Libyen: Die Welt schweigt zu ethnischen Säuberungen

Schwarze sind der Gewalt der libyschen Rebellen hilflos ausgeliefert

Schwarze sind der Gewalt der libyschen Rebellen hilflos ausgeliefert

Soeben hat Amnesty International einen neuen Bericht zur Lage der Menschenrechte in Libyen vorgelegt (siehe hier). Menschenrechtsverletzungen des Gaddafi Regimes sind bestens bekannt. Sie werden täglich in den Medien berichtet. Um auf sie hinzuweisen, bedarf es hier keines gesonderten Artikels, wobei ihr Vorliegen und die Verurteilung, der sie bedürfen, außer Frage stehen. Anders steht es jedoch um die Menschenrechtsverletzungen der Rebellen. Diese werden in unseren Medien nur gelegentlich erwähnt und sie drohen unterzugehen in Begriffen, wie “Befreiung”, Freiheitskämpfer” oder “jubelnde Menschen”.
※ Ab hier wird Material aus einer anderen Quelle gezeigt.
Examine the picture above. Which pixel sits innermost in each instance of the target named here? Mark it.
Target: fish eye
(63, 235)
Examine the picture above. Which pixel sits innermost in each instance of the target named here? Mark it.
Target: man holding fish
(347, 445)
Im Bericht von AI lesen wir bezüglich der Rebellen von systematischen Folterungen, Tötungen, auch öffentlichen Exekutionen und Vertreibungen von schwarzen Menschen, sowie von jedem, der real oder nur verdachtsmäßig auf Seiten der Gaddafi Loyalisten stand oder steht. Ein Fall bezieht sich auf Soldaten des Regimes, die gefesselt und erschossen vorgefunden wurden. Es hießt – auch in unseren Medien – Gaddafis Soldaten hätten sie erschossen, weil sie den Schießbefehl verweigerten. AI aber hat die Bilder ihrer vorherigen Gefangenennahme durch die Rebellen gesehen. Wie viele weitere solche Fälle mag es gegeben haben?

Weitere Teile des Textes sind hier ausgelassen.